The bombing of Syria should bring to the forefront of our minds the fact that taxation is what makes State military interventionism and war possible. War, however short or prolonged, is an extraordinarily expensive endeavour. It is a black hole that money is poured into. Only a constantly renewing source of a massive amount of money (acquired at the point of government guns) makes it possible. That’s what taxation is. The old saying goes that there are only two certainties in life: death and taxes. But death to innocent people in great numbers is a certain consequence in a world of nations that can build giant armies with money stolen from the people.

The parallels between slavery and taxation

Taxation is to humanity in the 21st century what slavery was up to the 19th century. It is the one practice that must be abolished in order to make the next great advancement. Slavery in the British Empire and elsewhere in the world didn’t stop because it was outlawed. Slavery became illegal and ceased to be practiced only after an anti-slavery movement had begun at least some 50 years prior.

The world of commerce stopped using slave labour not just because technology was rendering it obsolete but also because the public at large had stopped believing in it as a necessary evil for society’s functioning or as an act of virtue based on the false belief that black people could not function in civilised society. Laws against slavery merely codified a conviction already arrived at by the common man, consumer and producer: that all men have the right to be free.

We will not see the end of global military interventionism conducted by democratically elected left-wing and right-wing sociopaths until we see the end of taxation. But taxation will only end when a majority of people in the 21st century stop believing that it is a necessary evil for society to function or an act of virtue because some expropriated money is redistributed to the poor. To believe in necessary evil is to believe that evil is necessary. Which is an open invite to be ruled by force by those willing to do so. And so we are.

Another leap of rational faith in freedom

Not knowing how society will function without taxation is no reason to believe that evil is necessary. No one knows. But no American knew how the cotton industry would work without slaves to pick cotton, but they invented ways. Unimaginably better ways. No 19th century American or European knew what the world would be like without legal slavery. But we, as the beneficiaries, know it is a much more peaceful and prosperous one.

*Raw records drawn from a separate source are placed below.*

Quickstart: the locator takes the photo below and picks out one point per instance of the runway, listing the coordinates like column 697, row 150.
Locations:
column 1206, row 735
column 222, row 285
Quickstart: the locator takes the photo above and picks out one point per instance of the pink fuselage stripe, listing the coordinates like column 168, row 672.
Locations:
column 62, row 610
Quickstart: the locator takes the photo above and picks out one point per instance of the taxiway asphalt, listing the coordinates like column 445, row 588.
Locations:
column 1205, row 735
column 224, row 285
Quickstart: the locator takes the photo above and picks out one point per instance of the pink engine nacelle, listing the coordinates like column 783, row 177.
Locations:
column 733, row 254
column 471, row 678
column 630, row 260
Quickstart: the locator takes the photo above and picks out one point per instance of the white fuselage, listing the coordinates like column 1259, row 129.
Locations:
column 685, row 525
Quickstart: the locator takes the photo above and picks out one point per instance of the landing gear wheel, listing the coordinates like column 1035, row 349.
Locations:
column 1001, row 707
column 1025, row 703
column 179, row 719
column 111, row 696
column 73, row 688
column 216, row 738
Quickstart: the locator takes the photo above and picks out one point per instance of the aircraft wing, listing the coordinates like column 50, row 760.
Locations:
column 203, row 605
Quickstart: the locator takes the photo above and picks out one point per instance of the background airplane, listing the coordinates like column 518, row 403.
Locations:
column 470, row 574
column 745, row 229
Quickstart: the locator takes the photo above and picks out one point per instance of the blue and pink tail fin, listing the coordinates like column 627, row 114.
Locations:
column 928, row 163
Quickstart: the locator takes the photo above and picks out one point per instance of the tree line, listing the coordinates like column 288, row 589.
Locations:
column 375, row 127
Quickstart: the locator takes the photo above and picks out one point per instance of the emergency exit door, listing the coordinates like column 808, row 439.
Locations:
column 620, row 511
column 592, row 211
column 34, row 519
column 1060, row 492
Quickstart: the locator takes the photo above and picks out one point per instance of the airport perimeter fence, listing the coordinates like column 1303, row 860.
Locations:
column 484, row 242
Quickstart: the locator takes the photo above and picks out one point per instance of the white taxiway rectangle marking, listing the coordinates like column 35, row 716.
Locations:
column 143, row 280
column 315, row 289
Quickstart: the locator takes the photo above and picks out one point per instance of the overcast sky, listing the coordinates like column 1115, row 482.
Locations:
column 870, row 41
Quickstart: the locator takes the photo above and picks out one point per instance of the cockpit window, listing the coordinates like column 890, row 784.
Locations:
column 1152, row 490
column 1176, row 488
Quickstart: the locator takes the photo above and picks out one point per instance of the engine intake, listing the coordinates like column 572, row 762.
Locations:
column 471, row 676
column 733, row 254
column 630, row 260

For the two thousand years or so prior to the gradual global abolition of legal slavery every civilisation enslaved at least some of the labour force. For two millennia Man believed that the physical enslavement of some men was only natural and necessary for society to function. Much like people today believe taxation (coercive redistribution of wealth) is necessary for our societies to function.

It was a leap of faith for humanity to attempt societies without slavery, but it took it because Man had come to the conviction that anything else would be unethical. The abolition of slavery required not only a raising of the current moral standards, but also a (conscious or not) faith in freedom.

The abolition of the institute of taxation, even more so, requires faith in freedom. But this is not a blind faith. It’s a reasoned and rational faith arrived at through sound economic reasoning and supported by the lessons of two thousand years of trial and error in societies controlled by an Authority. The repeated trial and attempt of every kind of rule by every kind of Authority — from democracy to despot. Always ones with the legal right to take and redistribute the property of their subjects by force. And always resulting in the eventual complete loss of peace and prosperity in every society they ruled over and every economy they planned.

Grounds for optimism for a future without war

The evil incentives and misguided morality that drives malevolent and benevolent men to drop bombs will probably always permeate the minds of men. But it’s within the power of the people to make it so that the means do not. Due to the proliferation of knowledge through the Internet and the emergence of disruptive and decentralizing technologies like the blockchain, and its first major application, cryptocurrencies, I think we have grounds to be optimistic that a similar kind of combination of a technological revolution and a moral evolution will end taxation in the 21st century — just as it did slavery in the 19th century.

Thanks to the spread of free market economics we’re already on the brink of a world without poverty. With a bit of luck, a world without war might not be too far behind. Let us hope the future holds one certainty: the death of taxation.